Une casse volontaire de l’intelligence

Pourquoi il ne faut surtout pas repousser l’âge de l’apprentissage de la lecture !

À chaque dérive, on pense avoir touché un point limite, mais chaque jour, un nouveau palier de délire est franchi. La dynamique est incontrôlable, et extrêmement préoccupante. L’Observatoire des inégalités préconise de retarder l’apprentissage de la lecture à l’âge de 7 ans.

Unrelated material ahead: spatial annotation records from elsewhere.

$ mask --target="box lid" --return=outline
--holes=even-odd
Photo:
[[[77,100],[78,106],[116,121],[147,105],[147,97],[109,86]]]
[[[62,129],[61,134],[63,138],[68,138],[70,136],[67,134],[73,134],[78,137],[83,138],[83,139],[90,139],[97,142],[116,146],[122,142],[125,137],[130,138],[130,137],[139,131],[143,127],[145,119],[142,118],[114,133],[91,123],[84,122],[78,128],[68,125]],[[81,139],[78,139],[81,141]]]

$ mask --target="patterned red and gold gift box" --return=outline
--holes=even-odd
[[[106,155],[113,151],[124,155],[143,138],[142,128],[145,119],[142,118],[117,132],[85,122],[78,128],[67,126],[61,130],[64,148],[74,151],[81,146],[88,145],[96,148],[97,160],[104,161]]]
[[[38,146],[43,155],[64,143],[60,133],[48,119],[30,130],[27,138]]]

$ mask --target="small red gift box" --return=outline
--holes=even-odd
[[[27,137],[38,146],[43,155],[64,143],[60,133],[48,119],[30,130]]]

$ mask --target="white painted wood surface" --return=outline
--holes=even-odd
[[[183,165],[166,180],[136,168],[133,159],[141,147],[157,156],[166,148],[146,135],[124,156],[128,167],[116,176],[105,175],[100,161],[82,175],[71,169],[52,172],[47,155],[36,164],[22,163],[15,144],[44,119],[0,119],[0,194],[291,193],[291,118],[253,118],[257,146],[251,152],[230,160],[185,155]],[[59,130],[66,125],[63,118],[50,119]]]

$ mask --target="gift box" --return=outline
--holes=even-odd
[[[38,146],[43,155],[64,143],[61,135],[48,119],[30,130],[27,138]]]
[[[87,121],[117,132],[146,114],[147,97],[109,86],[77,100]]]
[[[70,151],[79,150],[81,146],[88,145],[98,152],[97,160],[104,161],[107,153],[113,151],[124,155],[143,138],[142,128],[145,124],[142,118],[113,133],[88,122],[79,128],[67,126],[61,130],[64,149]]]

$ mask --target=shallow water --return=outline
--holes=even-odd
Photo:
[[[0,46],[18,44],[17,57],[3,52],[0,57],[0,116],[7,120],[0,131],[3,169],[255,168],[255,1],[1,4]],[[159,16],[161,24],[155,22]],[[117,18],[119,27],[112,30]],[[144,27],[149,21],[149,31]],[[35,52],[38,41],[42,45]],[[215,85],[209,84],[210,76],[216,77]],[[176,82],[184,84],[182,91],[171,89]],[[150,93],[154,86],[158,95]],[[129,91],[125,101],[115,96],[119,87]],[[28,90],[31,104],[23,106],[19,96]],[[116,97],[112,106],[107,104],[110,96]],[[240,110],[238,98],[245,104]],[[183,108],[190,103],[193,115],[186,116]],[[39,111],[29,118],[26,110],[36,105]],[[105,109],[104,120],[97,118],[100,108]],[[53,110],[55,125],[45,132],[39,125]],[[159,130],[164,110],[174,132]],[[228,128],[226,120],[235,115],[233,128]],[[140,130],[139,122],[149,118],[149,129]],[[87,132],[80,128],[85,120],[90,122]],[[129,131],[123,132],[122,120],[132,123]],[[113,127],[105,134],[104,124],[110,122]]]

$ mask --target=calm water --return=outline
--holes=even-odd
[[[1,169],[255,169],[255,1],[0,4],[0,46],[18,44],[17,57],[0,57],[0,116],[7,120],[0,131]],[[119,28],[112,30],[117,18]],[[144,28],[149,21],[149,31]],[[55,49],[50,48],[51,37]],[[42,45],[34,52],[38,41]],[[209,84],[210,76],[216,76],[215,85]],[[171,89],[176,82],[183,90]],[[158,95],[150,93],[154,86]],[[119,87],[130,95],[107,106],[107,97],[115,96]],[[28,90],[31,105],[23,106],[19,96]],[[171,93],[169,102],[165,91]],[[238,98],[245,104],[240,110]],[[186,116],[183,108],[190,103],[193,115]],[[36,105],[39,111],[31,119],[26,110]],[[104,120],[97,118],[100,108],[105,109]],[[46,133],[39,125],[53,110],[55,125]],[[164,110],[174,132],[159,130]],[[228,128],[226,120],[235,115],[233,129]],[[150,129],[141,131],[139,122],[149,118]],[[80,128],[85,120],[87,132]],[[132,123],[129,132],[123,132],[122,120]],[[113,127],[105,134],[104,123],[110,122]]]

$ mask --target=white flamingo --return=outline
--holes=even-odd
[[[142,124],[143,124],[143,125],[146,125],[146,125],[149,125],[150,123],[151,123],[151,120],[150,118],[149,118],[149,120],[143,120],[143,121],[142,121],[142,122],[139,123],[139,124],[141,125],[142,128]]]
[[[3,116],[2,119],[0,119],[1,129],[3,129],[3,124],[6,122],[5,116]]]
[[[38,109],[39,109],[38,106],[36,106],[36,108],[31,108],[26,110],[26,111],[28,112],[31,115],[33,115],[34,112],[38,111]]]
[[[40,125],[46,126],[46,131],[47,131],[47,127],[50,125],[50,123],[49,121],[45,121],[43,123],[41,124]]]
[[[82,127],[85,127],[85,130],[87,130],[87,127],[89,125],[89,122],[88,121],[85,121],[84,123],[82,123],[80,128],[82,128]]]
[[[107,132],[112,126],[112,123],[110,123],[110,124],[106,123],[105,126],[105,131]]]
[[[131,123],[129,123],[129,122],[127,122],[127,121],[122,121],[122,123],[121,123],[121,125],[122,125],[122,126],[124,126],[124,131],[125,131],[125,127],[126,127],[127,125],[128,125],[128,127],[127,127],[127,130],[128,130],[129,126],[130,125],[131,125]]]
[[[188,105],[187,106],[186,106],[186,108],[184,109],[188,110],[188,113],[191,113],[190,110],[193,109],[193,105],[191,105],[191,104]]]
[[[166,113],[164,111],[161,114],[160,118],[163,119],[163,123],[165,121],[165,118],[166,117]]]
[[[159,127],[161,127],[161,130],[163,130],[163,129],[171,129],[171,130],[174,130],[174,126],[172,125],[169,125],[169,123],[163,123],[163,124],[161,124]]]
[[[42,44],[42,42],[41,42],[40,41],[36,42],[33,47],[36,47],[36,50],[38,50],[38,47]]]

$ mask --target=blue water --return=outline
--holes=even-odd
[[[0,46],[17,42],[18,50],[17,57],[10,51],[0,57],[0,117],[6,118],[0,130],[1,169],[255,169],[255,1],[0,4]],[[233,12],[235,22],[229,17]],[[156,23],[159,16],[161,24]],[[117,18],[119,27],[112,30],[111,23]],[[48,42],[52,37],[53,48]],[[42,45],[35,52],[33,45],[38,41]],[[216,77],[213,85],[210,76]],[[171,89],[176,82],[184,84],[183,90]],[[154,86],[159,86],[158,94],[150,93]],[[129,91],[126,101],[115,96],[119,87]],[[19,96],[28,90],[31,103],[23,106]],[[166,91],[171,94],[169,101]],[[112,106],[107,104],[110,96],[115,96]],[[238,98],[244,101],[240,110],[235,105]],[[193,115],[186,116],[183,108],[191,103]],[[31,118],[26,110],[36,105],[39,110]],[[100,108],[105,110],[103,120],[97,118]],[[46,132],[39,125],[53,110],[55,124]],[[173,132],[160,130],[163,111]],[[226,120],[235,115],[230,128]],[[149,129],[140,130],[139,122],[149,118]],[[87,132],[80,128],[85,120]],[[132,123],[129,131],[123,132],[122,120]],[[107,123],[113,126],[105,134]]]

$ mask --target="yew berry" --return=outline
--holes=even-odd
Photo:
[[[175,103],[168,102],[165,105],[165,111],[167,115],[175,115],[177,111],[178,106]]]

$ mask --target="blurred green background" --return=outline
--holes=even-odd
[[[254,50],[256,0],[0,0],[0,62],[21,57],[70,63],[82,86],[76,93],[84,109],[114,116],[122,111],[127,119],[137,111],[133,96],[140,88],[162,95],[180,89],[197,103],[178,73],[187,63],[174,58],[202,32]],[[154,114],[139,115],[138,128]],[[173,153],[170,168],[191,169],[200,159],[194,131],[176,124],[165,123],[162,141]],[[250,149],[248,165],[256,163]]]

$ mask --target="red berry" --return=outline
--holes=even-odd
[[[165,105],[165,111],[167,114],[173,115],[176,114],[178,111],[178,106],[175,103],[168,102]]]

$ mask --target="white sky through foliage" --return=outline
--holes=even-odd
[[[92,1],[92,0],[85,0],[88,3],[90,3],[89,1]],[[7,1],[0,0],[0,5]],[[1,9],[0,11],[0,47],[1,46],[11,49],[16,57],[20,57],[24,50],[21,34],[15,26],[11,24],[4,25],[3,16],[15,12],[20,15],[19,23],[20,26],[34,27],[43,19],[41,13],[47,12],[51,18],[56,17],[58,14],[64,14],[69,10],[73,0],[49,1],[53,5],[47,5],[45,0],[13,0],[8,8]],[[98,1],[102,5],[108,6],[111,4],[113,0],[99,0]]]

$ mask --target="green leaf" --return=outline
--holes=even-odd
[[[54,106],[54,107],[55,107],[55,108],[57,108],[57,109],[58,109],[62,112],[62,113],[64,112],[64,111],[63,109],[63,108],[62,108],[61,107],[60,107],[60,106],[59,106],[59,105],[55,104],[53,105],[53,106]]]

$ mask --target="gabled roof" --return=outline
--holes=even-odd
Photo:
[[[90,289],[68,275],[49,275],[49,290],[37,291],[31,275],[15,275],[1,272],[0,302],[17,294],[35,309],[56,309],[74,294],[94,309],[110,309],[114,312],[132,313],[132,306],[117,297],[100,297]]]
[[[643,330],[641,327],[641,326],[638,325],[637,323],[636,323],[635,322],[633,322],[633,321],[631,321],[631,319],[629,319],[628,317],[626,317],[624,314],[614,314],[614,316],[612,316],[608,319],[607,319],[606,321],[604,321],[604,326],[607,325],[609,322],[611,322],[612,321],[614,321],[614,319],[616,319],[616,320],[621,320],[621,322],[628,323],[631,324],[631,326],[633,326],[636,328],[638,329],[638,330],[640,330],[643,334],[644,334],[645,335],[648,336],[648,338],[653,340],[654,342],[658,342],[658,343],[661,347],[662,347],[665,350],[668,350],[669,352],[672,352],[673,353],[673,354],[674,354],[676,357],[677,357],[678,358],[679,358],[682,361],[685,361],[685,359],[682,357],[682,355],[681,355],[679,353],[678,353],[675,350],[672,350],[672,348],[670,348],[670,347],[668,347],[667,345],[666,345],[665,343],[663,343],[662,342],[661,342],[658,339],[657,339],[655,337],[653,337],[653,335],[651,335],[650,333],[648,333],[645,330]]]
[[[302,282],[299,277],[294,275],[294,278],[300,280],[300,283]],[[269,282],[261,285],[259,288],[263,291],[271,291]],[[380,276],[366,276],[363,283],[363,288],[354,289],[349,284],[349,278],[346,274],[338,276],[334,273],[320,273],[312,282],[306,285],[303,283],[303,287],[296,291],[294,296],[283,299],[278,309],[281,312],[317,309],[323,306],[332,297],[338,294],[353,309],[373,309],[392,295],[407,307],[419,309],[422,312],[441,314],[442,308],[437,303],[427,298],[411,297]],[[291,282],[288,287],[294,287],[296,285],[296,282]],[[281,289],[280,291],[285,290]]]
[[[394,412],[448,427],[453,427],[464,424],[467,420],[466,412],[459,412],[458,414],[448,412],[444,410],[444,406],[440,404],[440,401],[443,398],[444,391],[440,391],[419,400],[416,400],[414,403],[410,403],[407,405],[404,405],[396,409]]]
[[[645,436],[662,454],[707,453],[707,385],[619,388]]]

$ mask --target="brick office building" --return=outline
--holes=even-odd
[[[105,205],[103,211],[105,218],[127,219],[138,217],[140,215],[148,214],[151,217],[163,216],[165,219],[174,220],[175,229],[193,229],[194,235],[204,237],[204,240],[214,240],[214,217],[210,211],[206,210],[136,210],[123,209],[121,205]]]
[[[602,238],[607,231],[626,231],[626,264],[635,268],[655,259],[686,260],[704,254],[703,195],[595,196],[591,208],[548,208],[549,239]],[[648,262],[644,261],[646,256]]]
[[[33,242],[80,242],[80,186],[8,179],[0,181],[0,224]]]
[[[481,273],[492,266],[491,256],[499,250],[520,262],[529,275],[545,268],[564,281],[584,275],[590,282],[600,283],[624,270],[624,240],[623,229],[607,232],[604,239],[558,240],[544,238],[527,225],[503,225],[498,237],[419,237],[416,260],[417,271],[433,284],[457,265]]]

Sous prétexte de lutter contre les inégalités scolaires (entre qui et qui ?), ce discours préconise ce report, en supposant (ce n’est donc que supposition, sans preuves scientifiques) que différer l’entrée dans l’écrit permettrait de « protéger » les enfants en difficulté. Or, c’est une posture d’ignares dangereux qui méconnaît des dimensions fondamentales du développement de l’enfant, tant sur le plan neurocognitif que psychique, entraînant un risque d’effets délétères durables.

Quelques rappels neurodéveloppementaux :

Entre 4 et 7 ans, le cerveau de l’enfant traverse une période de grande plasticité au cours de laquelle les apprentissages du langage écrit s’intègrent avec une efficacité optimale. Si l’on diffère l’apprentissage de la lecture, pour mettre dans le lot les Français occidentaux, blancs, « de souche » au niveau des masses importées incapables d’évoluer à notre niveau, on va donc avec cette préconisation monstrueuse laisser passer cette fenêtre neurodéveloppementale privilégiée ; et plus l’introduction du langage écrit va être tardive, plus elle va exiger d’efforts cognitifs accrus, au détriment d’une disponibilité mentale pour d’autres fonctions en émergence.

La lecture impliquant la mobilisation simultanée de processus complexes tels que l’attention soutenue, la mémoire de travail, la discrimination phonologique, le contrôle inhibiteur (…), lorsque celle-ci est initiée tardivement, elle entre en concurrence avec d’autres apprentissages déjà en place, ce qui crée un effet de saturation cognitive. Un tel débordement peut affecter la qualité de l’engagement de l’enfant dans ses activités, nuire à sa disponibilité psychique et engendrer une grande tension intérieure.

En outre, le langage écrit ne se réduit pas à une compétence technique. Il constitue un appui fondamental pour la mise en forme de la pensée, la structuration du langage intérieur, l’accès à des représentations plus complexes et plus abstraites.

Quand on retarde l’apprentissage de la lecture, on freine le développement de ces processus d’élaboration psychique, ce qui rend l’enfant davantage dépendant de l’immédiateté de l’oral et de l’agir, avec un accès plus limité aux opérations de symbolisation secondaires.

Par ailleurs, le plaisir de lire émerge le plus souvent comme conséquence de la compétence, non comme son préalable. Lorsque l’enfant découvre qu’il peut décoder, comprendre, faire des liens, l’intérêt émerge naturellement.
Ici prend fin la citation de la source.